Understanding Convolution Neural Networks

Whether you noticed or not Deep learning is one of the most promising artificial intelligence topics. Its functionality is inspired by the brain’s neural network and it gave outstanding results in many areas: computer vision, natural language processing, speech recognition and more.

Furthermore, deep-learning gave really great result with respect to images:

Thanks to DL, we can now develop a simple script which recognizes faces in photos, classifies an image as a “cat” or “dog”…Hope you believe me when I say that there are deep-learning networks which can “create”(or better say generate) human-like faces!!!

When dealing with images, we always hear this term “Convolution Neural Networks” and yes CNN are (until now)the best architecture for image processing.

So what are CNN? and in how they differ from ANN?

Architecture of a simple CNN:

Generally a simple Convolution Neural Networks would look like this:

Ok! cool…

Let’s break it down:

It would be really good if you have basic understanding of Artificial Neural Network, other wise take a look at this page :

Or if you prefer video tuto, I highly recommend 3Blue1Brown:

So the first Layer is the “Convolution Layer”(CL):

To easily understand what this layer does actually, think of the case when we have to distinguish whether an input image is a cat or a dog.

How would a human being differentiate between a dog and a cat?

WEll simply there are some “features” with which you can make your choice (ex: the ears shape, the eyes, the head shape…)

And that is what the CL does

Its role is to extract these features!!

You would wonder: OK this is really great, but how???

Suppose that we have some kind of predefined matrix which says for us that an image is a dog or cat(of course using some patterns or features that exists in cats and not in dogs and vice versa), So we take this matrix and compute the “similarity” between it and an input image and this similarity is done thanks to the “Convolution Function”:

and graphically it is like this:

Just simply keep in mind that for the CL, we have some pre-defined matrices (of course experts developed these matrices) that allow us the extract some features from our input layer.These matrices are called “feature map”

Here is an example that computes an approximation of the vertical changes in the image A:

feature map to detect vertical changes

effect of previous feature map

Computation for the first value:

3*1 + 1*0 + 1*-1 + 1*1 + 0*0 + 7*-1 + 2*1 + 3*0 + 5*-1 = -7

As you saw in the above image, CL does not only extract important features but also it decreases the input size without losing “pertinent” information.

So, now we have a new matrix containing the extracted features,BUT!!

Don’t forget that we are working with images here, and the matrices representing them are huge in size so even after the CL we would have an enormous matrix that we would like to reduce and even extract better and more pertinent features, and here comes the role of the “Pooling Layer”(PL).
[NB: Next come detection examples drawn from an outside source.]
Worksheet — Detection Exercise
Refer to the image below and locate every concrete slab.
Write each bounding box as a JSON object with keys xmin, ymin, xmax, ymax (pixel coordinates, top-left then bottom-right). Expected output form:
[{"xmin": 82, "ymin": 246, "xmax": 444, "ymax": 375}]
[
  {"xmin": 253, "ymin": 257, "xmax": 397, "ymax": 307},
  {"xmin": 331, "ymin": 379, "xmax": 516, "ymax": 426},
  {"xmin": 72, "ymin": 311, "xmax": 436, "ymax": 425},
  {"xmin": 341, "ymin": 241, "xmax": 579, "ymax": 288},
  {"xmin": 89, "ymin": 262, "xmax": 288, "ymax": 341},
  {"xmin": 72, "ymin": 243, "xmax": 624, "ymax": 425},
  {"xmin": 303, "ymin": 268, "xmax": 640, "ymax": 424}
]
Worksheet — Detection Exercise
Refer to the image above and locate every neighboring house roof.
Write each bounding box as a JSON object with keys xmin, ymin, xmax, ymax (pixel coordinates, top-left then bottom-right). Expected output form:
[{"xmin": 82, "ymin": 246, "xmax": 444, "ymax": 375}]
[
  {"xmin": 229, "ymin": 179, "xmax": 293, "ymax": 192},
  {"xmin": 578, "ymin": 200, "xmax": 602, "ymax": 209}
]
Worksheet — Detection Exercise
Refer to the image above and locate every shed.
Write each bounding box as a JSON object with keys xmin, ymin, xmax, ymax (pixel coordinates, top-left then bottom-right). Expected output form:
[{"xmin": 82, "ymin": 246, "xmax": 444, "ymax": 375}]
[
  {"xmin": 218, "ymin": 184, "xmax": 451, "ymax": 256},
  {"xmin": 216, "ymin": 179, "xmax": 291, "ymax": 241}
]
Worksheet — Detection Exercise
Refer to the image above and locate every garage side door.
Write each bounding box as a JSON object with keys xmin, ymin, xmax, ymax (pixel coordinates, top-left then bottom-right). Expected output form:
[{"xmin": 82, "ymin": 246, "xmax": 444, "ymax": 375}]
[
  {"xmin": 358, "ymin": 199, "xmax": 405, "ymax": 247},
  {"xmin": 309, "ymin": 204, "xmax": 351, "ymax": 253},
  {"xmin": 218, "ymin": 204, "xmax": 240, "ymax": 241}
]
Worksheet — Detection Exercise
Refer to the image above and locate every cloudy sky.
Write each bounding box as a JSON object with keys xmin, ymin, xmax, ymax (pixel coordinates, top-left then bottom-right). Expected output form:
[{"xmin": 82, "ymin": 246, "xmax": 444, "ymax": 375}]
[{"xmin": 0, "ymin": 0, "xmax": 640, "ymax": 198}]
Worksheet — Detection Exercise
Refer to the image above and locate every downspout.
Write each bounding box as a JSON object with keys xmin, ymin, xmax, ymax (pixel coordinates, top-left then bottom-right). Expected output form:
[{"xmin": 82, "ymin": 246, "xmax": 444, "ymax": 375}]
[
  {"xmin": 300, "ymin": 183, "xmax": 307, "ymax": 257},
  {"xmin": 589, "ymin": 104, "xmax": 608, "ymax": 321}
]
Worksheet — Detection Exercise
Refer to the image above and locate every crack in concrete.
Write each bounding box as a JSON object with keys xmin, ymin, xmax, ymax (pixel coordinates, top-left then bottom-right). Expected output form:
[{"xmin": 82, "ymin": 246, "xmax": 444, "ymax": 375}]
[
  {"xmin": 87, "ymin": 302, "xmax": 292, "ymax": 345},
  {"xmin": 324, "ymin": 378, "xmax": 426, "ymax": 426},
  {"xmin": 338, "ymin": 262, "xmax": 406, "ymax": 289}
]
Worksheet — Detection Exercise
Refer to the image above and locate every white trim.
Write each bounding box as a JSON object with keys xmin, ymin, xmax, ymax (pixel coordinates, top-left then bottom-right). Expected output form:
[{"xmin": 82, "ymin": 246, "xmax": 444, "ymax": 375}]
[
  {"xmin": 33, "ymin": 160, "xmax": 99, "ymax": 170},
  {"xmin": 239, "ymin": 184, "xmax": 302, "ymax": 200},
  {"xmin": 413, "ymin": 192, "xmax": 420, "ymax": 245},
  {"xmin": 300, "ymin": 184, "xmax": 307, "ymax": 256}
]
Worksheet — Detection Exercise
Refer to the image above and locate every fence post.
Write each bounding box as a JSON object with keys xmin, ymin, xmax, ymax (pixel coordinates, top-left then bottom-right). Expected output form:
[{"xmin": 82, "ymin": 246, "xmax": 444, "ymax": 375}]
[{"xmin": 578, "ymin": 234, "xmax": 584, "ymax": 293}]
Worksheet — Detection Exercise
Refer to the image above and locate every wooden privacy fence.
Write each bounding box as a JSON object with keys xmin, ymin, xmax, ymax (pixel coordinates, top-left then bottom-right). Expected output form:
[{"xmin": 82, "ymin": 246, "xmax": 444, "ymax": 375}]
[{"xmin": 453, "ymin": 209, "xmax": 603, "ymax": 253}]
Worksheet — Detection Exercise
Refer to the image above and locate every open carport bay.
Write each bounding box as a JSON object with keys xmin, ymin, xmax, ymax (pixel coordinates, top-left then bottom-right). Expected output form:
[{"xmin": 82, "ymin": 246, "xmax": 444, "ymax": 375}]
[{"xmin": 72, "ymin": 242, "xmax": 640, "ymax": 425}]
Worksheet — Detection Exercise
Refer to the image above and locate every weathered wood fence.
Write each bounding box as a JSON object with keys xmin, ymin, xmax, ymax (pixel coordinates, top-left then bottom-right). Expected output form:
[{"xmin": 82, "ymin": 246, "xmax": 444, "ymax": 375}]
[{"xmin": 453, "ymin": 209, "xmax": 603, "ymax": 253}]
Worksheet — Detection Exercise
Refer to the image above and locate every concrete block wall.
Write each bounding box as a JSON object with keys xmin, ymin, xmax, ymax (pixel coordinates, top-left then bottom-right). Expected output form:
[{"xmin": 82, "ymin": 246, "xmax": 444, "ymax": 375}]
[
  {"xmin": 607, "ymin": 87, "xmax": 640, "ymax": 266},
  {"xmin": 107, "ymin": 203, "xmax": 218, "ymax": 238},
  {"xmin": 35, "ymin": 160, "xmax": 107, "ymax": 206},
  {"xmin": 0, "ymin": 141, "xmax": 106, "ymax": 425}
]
The role of PL is easier to digest, as I said it serves to extract important information from the output matrix of the CL.The idea is soo simple we take a square window (generally 2*2 or 3*3) and slide it over our matrix and in each time we only extract one special value.
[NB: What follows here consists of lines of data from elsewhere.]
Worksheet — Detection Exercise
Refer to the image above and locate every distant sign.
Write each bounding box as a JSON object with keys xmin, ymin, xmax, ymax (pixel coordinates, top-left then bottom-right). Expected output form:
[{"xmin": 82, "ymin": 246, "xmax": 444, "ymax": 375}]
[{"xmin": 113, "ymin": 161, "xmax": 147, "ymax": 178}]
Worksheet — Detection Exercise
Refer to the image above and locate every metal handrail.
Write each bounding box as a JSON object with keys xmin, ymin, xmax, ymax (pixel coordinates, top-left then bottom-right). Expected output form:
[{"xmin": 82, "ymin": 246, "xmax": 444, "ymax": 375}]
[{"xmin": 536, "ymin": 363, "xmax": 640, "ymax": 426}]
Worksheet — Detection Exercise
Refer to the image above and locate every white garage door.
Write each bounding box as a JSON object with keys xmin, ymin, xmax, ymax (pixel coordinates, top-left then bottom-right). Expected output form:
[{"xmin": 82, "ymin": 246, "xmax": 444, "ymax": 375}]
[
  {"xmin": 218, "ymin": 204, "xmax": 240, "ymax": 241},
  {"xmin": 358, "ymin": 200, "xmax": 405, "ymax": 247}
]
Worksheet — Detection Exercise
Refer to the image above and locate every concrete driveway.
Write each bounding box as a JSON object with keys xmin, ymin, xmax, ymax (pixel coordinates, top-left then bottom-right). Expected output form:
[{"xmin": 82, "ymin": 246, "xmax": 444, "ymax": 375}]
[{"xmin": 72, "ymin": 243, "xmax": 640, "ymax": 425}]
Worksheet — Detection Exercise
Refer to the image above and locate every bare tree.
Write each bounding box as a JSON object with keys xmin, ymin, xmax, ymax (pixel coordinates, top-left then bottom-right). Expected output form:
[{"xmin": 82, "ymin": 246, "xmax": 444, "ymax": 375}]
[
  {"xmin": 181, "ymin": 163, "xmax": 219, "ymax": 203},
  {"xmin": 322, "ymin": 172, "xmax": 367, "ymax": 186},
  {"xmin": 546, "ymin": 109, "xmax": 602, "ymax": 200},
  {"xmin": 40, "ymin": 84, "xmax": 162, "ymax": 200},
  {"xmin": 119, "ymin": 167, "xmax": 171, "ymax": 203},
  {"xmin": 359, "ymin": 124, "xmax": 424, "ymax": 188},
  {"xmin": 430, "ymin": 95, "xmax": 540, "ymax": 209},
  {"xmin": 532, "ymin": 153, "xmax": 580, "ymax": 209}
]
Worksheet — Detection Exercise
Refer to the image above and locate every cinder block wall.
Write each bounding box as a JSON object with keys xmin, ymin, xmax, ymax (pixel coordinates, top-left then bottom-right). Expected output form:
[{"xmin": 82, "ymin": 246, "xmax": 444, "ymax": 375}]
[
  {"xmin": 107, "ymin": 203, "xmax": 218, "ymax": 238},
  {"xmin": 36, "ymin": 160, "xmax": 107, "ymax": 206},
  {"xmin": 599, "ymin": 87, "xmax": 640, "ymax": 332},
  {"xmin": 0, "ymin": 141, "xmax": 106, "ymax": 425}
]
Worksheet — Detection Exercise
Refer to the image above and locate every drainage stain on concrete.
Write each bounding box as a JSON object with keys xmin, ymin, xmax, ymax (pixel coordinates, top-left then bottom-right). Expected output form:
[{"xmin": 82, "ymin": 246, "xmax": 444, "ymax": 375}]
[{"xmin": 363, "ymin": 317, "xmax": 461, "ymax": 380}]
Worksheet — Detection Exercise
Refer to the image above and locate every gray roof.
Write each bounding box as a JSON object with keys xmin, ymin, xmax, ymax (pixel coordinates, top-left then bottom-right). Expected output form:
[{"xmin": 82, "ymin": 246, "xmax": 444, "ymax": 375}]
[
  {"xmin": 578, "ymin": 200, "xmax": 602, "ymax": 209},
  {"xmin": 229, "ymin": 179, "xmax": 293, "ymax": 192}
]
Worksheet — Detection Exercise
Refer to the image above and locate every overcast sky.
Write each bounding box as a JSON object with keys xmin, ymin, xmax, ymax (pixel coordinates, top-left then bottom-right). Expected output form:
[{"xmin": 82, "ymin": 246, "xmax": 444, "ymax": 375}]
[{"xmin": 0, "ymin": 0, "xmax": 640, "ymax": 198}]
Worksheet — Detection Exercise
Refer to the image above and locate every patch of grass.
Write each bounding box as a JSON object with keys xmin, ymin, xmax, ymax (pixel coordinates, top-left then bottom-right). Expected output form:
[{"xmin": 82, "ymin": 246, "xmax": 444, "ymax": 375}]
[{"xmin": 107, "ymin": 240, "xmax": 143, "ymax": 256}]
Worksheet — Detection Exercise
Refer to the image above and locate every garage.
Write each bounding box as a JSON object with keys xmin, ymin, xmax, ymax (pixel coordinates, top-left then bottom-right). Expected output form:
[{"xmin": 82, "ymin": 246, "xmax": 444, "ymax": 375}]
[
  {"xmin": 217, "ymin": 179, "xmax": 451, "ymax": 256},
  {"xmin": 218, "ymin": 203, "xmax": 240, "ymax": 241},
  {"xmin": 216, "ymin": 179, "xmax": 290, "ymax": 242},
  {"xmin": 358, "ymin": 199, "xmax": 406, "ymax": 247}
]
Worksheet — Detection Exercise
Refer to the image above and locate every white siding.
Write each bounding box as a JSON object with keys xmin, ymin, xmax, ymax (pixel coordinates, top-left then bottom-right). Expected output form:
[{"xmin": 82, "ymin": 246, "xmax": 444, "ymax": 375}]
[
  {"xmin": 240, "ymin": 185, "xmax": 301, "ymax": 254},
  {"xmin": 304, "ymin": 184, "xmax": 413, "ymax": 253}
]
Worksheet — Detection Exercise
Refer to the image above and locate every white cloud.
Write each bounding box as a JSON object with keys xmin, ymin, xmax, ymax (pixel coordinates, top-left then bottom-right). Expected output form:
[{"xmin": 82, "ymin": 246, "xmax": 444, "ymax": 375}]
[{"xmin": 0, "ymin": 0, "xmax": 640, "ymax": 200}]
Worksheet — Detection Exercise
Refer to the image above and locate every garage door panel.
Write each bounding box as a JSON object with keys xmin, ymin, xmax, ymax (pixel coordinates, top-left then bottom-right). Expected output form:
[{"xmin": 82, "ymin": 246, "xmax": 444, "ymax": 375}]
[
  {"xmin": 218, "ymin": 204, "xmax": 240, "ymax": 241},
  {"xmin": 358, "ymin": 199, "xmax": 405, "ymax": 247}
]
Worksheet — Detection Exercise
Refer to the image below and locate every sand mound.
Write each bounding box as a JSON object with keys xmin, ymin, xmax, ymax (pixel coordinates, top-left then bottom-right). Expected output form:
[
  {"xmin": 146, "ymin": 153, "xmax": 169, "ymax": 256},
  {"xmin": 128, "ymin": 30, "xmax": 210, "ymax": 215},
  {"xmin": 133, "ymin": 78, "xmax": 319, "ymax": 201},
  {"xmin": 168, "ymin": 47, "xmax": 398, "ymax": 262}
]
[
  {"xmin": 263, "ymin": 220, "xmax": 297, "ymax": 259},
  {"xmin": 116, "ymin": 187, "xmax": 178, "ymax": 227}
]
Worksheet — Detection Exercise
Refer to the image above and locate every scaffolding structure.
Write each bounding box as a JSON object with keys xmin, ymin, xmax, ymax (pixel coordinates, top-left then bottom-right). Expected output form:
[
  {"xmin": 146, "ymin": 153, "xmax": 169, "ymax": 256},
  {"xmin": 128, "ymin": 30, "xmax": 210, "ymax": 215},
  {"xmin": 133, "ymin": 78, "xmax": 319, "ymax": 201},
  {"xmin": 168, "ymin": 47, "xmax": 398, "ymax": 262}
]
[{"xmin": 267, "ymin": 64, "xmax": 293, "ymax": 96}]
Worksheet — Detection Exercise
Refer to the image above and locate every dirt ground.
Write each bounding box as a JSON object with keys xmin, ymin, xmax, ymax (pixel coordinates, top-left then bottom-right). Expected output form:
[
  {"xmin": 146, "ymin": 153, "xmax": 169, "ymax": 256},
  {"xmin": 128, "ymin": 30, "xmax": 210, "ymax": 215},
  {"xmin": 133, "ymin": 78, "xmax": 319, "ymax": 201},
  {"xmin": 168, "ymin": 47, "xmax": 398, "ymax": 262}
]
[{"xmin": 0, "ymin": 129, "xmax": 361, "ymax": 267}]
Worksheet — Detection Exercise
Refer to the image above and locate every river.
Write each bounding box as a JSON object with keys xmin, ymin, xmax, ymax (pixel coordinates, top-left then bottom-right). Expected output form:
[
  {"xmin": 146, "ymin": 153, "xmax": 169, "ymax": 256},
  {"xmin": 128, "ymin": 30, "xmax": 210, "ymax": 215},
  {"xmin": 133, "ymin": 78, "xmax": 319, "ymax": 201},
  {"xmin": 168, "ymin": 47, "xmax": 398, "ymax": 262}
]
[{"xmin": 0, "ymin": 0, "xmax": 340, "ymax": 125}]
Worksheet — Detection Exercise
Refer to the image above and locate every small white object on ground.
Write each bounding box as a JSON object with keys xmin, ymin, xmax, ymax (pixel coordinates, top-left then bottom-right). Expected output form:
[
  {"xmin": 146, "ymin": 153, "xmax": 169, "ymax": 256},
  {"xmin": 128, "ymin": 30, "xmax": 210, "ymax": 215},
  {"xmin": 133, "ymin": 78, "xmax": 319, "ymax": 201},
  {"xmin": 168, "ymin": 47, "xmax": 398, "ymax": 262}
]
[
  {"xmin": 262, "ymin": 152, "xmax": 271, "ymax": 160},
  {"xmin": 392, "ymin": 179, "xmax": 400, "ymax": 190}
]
The most commonly used PL takes the maximum value ‘Max-Pooling-Layer”

or the Average.

Here an example of Max PL:

So we used a 2*2 window on a 4*4 matrix:

For the first iteration we have four values : 4, 6, 1 and 3. The max is of course 6 so we keep and move the window and so on until we reach the end of the matrix.


In many cases you can encounter a model having more than one CL and PL

The purpose behind that is of course to improve the performance of the model

Next we find a “Fully Connected Network”(FC) which is nothing more than a traditional Neural Network which takes the the output of the PL layer and tries to compute the best predictions.

But earlier we said that the PL takes a matrix and reduces its size to its output is also a matrix which can not be the input of the FC


Well, there is an intermediate phase between pooling and the connected network which is called “Flattening

And what it basically does, is that it transforms the output matrix from PL into a vector of features which will be then feeded to the FC.

Recap: The CNN contains:

Convolution Layer: extracts important features using feature map and Convolution function

Pooling Layer: from the output of CL, it extract more important features thanks to the sliding window

Flattening: transform the output matrix from PL into a feature vector to feed it to the Fully Connected Network

Fully Connected Network: a normal Artificial Neural Network taking the feature vector as input and outputing a predicted vector.

If you are interested in a practical implementation of a CNN take a look at my repo : https://github.com/ayoubbenaissa/DeepLearningRepository/blob/master/CNN/CNN.py

I am still a beginner in this field, so if some how I made an error I apologize in advance, also if you have any comments it would be very valuable for me so I can improve my future articles.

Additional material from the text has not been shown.